Francine DEROUDILLE foi curadora da exposição parisiense sobre Les Halles, porém, Simplemente Doisneau, uma exposição que já passou por Buenos Aires, foi organizada por Agnès de Gouvion SAINT-CYR, grande conhecedora da obra do fotógrafo (Agnès conheceu Robert DOISNEAU quando tinha apenas 18 anos) e que foi Inspetora Geral de Fotografia no Ministério de Cultura Francês.
“Eu gosto muito quando existe um curador externo, porque empresta um ponto de vista diferente do meu, que se substitui, que permite uma maior abertura, e eu adorei a escolha de Agnès”.

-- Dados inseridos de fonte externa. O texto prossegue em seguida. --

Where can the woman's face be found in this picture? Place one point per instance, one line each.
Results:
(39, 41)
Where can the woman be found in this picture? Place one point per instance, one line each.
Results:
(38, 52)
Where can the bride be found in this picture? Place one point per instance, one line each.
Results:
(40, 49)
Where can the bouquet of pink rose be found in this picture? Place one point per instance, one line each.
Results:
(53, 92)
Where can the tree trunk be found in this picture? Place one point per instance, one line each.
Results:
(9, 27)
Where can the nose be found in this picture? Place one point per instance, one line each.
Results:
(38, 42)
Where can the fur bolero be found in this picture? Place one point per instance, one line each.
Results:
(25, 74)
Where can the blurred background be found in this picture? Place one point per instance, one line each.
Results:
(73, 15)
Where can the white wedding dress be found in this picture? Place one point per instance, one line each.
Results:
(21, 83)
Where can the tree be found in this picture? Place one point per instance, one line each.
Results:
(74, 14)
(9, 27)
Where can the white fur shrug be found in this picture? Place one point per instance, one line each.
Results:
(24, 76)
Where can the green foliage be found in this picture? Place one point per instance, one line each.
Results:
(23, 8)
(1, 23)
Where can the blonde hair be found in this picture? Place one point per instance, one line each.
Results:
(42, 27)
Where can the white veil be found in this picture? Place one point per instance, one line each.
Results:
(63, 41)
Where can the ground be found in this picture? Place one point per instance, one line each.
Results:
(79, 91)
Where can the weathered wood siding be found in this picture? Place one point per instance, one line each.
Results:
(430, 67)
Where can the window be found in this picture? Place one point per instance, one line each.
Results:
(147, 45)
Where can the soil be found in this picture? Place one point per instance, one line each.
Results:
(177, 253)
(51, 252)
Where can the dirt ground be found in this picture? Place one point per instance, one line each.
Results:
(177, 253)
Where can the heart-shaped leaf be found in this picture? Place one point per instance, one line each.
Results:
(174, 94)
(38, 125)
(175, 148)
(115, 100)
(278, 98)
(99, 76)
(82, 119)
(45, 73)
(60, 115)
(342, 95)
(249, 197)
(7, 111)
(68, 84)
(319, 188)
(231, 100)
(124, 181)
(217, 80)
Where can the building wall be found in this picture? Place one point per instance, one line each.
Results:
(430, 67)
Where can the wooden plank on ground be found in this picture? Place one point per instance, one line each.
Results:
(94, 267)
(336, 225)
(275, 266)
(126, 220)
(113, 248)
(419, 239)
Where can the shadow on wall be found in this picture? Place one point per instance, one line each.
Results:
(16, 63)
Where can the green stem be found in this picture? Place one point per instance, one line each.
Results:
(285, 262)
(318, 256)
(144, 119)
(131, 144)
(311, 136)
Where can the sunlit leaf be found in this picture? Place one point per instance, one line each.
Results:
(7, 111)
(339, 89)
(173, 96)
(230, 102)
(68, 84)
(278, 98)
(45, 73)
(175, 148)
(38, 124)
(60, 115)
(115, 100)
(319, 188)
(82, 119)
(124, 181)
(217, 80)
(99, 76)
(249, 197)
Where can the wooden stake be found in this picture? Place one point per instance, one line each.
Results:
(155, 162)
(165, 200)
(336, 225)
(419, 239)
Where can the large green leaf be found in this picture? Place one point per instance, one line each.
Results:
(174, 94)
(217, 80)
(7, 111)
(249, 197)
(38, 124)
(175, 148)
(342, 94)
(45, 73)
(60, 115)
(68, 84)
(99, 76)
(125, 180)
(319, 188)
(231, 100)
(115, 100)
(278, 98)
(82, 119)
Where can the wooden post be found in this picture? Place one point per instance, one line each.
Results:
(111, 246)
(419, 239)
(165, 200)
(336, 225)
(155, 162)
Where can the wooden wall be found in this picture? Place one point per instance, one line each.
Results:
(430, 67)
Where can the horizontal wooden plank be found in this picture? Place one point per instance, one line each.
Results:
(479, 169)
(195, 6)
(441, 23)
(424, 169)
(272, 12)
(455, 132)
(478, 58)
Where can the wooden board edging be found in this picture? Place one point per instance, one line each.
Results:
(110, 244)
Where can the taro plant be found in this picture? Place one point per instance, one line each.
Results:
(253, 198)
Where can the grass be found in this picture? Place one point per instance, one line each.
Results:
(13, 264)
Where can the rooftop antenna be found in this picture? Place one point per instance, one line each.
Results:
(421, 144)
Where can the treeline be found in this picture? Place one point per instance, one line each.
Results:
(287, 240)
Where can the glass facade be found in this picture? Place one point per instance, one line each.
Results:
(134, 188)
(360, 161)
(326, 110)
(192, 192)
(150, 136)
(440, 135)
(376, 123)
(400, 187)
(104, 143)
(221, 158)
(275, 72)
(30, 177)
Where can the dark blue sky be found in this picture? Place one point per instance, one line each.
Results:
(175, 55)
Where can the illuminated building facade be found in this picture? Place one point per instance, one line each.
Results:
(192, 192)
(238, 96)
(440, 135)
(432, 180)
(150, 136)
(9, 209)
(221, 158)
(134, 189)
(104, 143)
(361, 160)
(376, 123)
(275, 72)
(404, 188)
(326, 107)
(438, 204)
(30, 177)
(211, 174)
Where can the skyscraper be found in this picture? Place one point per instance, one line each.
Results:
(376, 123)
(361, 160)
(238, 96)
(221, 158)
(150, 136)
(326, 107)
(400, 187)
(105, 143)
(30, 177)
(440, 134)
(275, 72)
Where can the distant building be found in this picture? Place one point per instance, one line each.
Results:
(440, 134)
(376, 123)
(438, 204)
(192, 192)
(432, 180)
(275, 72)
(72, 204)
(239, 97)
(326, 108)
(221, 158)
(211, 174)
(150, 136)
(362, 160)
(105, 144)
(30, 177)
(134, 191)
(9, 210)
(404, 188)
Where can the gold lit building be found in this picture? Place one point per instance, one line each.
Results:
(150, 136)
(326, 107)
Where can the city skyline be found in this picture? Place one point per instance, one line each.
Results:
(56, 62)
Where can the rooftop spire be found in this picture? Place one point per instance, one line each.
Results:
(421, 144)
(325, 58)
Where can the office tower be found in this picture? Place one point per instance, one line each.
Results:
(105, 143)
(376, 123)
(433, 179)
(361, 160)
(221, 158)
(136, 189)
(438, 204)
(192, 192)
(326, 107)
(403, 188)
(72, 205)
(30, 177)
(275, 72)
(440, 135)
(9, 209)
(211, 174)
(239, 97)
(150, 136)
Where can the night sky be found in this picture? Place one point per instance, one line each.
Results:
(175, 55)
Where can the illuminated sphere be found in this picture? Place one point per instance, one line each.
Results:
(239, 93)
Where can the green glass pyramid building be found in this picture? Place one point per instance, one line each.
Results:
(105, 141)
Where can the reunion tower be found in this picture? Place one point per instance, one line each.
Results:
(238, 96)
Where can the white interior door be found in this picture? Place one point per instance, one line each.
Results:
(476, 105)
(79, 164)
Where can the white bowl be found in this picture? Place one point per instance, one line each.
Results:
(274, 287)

A proposta de Agnès de Gouvion SAINT-CYR foi de fazer uma leitura « transversal » da obra de Robert DOISNEAU, mostrando um panorama da produção artística do fotógrafo. “Mostrar todo o seu percurso, do início, com os subúrbios e o período durante a guerra, contrabalançados com suas fotos mais românticas do pós-guerra, e também o trabalho gráfico que ele pôde fazer depois, as montagens”, define Francine.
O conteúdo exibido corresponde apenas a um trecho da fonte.